A 77-minute animated film Agaton Sax och Byköpings gästabud was made in Swedish in 1976, with a plot loosely based on Agaton Sax and the Criminal Doubles. An English-language version was broadcast in the UK by the BBC in August 1978, adapted by Daphne Jones, under the title Agaton Sax and The Feast at Bykoping, and once again featured Kenneth Williams voicing all the characters. Adapted in 3 parts of 25 minutes each, it aired just six months after the transmission of Williams' second Jackanory serial, The League of Silent Exploders, and was repeated in August 1979.

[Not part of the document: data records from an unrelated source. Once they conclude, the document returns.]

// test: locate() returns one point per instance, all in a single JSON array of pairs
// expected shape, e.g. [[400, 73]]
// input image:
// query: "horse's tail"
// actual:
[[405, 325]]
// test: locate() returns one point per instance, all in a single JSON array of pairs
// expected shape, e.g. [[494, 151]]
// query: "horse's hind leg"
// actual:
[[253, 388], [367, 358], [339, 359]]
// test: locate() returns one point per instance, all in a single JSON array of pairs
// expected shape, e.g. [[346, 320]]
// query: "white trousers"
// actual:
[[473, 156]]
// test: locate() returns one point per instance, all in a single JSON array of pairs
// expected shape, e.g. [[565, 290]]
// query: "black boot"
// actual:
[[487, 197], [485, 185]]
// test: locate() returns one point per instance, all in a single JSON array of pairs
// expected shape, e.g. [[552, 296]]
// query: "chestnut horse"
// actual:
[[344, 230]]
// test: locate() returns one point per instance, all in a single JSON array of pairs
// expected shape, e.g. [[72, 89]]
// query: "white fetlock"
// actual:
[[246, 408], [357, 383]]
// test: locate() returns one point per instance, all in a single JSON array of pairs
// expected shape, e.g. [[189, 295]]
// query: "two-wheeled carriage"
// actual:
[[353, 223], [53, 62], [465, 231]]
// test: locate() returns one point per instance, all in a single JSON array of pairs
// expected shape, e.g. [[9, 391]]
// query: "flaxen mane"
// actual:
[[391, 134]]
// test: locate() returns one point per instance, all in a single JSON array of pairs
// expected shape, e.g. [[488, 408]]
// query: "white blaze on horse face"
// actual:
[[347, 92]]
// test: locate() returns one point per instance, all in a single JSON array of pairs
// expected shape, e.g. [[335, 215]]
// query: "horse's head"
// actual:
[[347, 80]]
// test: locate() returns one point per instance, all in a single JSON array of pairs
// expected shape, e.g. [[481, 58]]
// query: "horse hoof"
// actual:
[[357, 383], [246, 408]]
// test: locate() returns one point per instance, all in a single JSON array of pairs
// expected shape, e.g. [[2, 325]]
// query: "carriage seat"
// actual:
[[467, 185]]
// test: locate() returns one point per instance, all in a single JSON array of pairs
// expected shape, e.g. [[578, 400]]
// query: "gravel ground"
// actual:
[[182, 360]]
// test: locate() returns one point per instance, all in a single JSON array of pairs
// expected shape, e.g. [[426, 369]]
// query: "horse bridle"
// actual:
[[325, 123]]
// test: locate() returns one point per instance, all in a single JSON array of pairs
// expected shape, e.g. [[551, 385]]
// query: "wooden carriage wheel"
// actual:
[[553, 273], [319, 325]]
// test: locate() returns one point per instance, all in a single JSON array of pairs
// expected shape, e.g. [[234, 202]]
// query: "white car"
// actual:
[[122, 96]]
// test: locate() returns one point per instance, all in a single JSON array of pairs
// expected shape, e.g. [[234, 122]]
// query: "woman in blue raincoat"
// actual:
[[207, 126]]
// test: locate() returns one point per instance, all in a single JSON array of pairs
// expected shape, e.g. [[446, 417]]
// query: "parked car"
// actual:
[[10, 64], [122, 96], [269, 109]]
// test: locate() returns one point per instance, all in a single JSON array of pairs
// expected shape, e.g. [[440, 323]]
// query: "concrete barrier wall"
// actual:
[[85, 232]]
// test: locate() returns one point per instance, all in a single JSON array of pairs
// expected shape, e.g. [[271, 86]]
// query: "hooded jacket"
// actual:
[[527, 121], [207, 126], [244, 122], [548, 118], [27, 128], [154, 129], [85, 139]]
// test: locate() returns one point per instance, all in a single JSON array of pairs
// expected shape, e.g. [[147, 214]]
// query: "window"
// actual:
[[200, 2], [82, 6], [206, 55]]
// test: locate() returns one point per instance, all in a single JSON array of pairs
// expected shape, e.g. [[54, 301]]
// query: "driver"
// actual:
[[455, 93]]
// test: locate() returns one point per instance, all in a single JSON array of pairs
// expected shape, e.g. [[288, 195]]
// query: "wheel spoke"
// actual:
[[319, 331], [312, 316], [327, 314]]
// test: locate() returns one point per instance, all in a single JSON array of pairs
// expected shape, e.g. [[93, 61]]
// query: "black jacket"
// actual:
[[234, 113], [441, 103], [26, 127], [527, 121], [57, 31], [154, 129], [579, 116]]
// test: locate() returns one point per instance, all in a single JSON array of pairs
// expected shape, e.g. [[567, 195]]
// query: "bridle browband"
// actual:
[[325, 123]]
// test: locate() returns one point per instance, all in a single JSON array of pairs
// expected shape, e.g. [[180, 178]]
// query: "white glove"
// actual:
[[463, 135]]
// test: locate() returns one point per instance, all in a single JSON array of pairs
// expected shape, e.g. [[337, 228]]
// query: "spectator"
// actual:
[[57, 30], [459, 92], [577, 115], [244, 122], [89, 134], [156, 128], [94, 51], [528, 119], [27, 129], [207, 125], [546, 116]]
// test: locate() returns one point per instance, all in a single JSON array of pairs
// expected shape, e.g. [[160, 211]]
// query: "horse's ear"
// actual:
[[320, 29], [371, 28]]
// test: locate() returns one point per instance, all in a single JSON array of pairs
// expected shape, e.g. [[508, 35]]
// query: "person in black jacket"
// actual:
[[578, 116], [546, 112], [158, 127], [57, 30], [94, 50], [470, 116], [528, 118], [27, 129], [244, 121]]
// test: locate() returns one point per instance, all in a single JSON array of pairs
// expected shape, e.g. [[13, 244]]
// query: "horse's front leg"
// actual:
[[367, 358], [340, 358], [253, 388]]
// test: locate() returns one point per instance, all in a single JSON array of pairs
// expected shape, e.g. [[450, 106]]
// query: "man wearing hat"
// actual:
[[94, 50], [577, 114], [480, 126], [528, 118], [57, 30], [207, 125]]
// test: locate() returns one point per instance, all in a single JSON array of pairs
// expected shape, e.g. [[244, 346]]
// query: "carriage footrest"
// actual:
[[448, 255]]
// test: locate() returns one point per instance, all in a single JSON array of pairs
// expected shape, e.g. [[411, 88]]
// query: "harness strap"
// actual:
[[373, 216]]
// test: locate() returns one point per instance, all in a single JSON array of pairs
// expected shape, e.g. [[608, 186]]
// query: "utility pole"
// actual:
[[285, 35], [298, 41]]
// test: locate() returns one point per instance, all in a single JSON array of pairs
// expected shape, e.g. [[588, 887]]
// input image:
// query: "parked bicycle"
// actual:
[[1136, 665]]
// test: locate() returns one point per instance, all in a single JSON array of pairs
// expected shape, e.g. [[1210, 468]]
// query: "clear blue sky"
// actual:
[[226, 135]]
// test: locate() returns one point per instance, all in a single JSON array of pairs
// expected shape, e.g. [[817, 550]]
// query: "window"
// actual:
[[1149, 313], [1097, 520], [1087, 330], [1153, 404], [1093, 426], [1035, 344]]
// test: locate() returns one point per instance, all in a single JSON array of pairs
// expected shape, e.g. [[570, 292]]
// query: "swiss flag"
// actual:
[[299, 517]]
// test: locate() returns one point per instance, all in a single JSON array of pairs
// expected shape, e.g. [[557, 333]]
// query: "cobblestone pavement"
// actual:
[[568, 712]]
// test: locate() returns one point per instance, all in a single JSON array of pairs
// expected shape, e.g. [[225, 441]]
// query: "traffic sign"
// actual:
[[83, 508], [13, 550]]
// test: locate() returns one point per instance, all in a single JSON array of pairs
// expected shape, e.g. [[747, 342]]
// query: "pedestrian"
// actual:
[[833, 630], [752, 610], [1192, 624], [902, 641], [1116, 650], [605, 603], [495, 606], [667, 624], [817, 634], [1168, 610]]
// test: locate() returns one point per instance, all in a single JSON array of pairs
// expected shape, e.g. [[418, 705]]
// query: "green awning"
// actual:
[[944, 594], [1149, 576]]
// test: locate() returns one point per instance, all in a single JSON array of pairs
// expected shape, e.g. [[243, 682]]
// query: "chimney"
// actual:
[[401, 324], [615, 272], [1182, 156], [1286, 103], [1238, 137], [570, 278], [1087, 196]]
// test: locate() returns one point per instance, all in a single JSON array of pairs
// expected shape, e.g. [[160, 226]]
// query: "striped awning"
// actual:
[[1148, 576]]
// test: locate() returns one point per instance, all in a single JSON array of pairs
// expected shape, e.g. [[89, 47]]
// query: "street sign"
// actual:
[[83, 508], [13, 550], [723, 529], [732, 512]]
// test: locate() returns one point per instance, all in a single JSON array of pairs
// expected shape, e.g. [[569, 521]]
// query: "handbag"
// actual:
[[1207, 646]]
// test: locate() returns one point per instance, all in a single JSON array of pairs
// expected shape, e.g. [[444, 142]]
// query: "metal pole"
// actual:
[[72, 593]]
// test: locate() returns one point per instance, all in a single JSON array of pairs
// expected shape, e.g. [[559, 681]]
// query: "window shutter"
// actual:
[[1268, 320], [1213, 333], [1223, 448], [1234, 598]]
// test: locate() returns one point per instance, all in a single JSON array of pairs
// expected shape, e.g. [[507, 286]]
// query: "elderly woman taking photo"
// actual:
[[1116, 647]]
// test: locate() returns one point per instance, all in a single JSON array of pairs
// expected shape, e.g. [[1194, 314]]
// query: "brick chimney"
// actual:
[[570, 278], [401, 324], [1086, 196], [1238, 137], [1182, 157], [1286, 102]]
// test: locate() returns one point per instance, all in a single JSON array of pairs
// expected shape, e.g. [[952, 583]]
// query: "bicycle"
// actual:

In connection with the film, a three part TV series aired on Swedish television, with the three installments based on Agaton Sax and the League of Silent Exploders, Agaton Sax and the Scotland Yard Mystery and Agaton Sax and the Colossus of Rhodes respectively.

This further series was not adapted by the BBC. However, in 1983, the BBC repeated the earlier 3-part adaptation The Feast at Bykoping with Kenneth Williams, from August 1978, for a second time: this time calling it simply "Agaton Sax" — presumably in an effort to conceal how many repeats it was getting, since in April 1985 this same adaptation was repeated for a third time, i.e. its fourth transmission altogether, on this occasion retitled yet again, now known as Agaton Sax: The Feast of Bykoping.

Overall, and including all repeats, the Agaton Sax adaptations totalled 40 broadcasts on BBC1, between the initial transmission on October 9, 1972, and the final repeat, aired on April 5, 1985. This coincided with the character's surge in popularity in the UK, due to the publication of the English translations in book form, both paperback and hardback, between 1965 and 1978.